Mohon tunggu...
Endah Lestariati
Endah Lestariati Mohon Tunggu... karyawan swasta -

Seorang banci kolam [renang] yang sedang butuh vitamin K; Kamuuuuuuuuuu

Selanjutnya

Tutup

Travel Story Artikel Utama

Bromo, Gaung Keindahan yang Tiada Kunjung Habis

26 Oktober 2013   23:55 Diperbarui: 24 Juni 2015   05:59 881
+
Laporkan Konten
Laporkan Akun
Kompasiana adalah platform blog. Konten ini menjadi tanggung jawab bloger dan tidak mewakili pandangan redaksi Kompas.

[caption id="attachment_274321" align="alignnone" width="614" caption="Namanya Bromo; terdengar sangat priyayi"][/caption]

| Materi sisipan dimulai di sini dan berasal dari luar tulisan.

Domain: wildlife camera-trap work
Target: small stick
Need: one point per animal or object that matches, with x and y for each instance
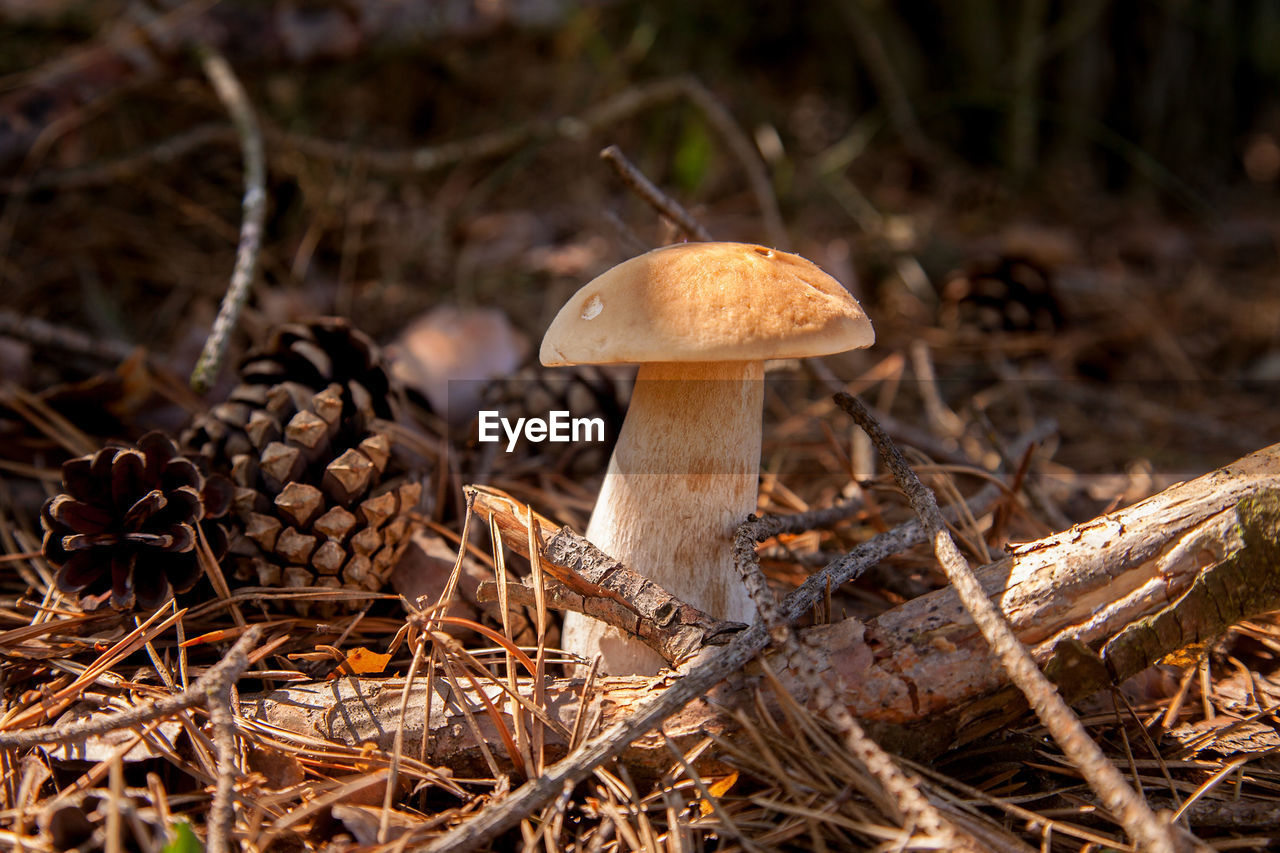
(232, 94)
(222, 813)
(1142, 824)
(650, 194)
(700, 676)
(913, 807)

Ini entah perjalanan serupa yang keberapa.  Melintas medan yang sama. Keindahan yang sama tetapi tiada kunjung membosankan. Bromo. Tengger. Puncak Penanjakan. Segara Wedi.  Cemoro Lawang. Dan beberapa spot familiar yang menjadi icon kawasan ini.

Niat kali ini ingin sekedar numpang guling-guling menikmati udara dingin di rumdin teamnya Fe. Janji beberapa bulan lalu untuk menyambangnya, baru kesampaian saat injury time, ketika yang bersangkutan sudah berada pada sisa masa tugas sebagai Bidan Pencerah Nusantara di Desa Tosari, salah satu sudut kaki Tengger.  Dan niat gegulingan itu harus sirna karena dua orang teman kami; Ijef dan Inod menyatakan keikutsertaannya mengunjungi Tosari, merembet pada kegiatan memburu matahari terbit di Puncak Penanjakan, tergerak mencumbu segorowedi, dan lambaian trek Bromo yang menggoda untuk didaki.

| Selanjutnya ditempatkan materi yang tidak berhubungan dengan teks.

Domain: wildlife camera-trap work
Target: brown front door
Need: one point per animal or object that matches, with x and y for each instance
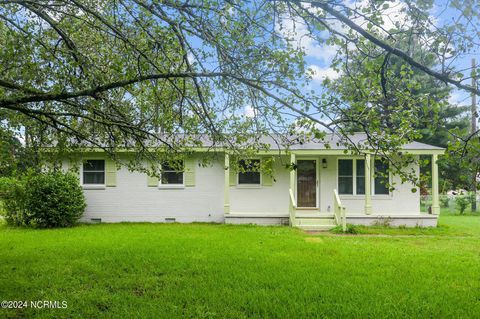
(307, 183)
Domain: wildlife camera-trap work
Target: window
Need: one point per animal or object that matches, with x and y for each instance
(94, 172)
(172, 173)
(351, 176)
(249, 172)
(360, 177)
(381, 178)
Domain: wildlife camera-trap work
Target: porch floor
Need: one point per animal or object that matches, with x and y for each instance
(315, 220)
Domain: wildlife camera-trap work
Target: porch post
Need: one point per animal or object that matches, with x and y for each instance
(291, 196)
(368, 184)
(226, 192)
(292, 173)
(435, 204)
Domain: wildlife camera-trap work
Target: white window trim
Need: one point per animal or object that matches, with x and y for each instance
(94, 186)
(354, 176)
(372, 183)
(172, 186)
(259, 185)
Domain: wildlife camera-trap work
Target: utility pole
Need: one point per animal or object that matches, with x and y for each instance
(474, 130)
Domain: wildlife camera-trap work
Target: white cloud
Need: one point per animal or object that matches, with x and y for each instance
(297, 33)
(321, 73)
(457, 98)
(249, 111)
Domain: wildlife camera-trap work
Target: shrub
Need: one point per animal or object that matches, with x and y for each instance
(462, 202)
(12, 194)
(53, 200)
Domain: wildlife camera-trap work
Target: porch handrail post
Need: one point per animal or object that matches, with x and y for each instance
(226, 191)
(435, 202)
(368, 184)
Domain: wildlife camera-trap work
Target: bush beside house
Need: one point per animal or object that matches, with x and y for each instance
(44, 200)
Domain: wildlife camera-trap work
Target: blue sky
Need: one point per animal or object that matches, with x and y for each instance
(319, 56)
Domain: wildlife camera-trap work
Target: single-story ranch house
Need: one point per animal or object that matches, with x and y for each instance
(329, 186)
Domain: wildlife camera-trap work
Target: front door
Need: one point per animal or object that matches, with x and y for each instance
(306, 183)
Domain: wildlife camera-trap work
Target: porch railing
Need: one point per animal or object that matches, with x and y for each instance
(339, 211)
(292, 209)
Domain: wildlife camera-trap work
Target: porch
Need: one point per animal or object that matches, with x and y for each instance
(305, 210)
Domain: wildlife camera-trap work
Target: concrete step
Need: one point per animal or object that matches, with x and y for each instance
(316, 227)
(300, 214)
(314, 221)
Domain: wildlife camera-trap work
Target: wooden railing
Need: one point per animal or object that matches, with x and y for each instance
(292, 209)
(339, 211)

Sabtu 28 September 2013 di hari janjian, Fe sebagai tuan rumah masih berurusan di Kota Malang. Duo Ijef dan Inod yang kebetulan berdomisili di Malang menyamakan jadwal menuju Tosari berbarengan dengan Fe melalui jalur Nongkojajar. Aku cukup pede mengeset keberangkatan via Warung Dowo, Pasuruan, dengan pertimbangan menyesuaikan waktu keberangkatan rombongan dari Malang dan langsung bertemu di Pasar Tosari. Belakangan baru kuperoleh informasi bahwa melintas Warung Dowo-Puspo-Tosari di atas waktu Magrib adalah rawan kriminalitas. Lewat pukul 16.00 WIB kucoba berpacu dengan waktu, berjibaku dengan kemacetan sepanjang Jalan A Yani Surabaya, jalan protokol sepanjang Sidoarjo hingga Porong, berharap mencapai Kota Pasuruan sebelum pukul 17.00 WIB. Tentu saja aku gagal. Adzan magrib berkumandang tepat ketika aku dihadapkan kebimbangan untuk membelokkan motor di Pertigaan Warung Dowo. Entah berapa belas panggilan tak terjawab dari team Malang yang tak sengaja kuabaikan sepanjang perjalanan, intinya mereka mencemaskan keadaanku apabila nekat berkendara sendirian melintas jalur rawan.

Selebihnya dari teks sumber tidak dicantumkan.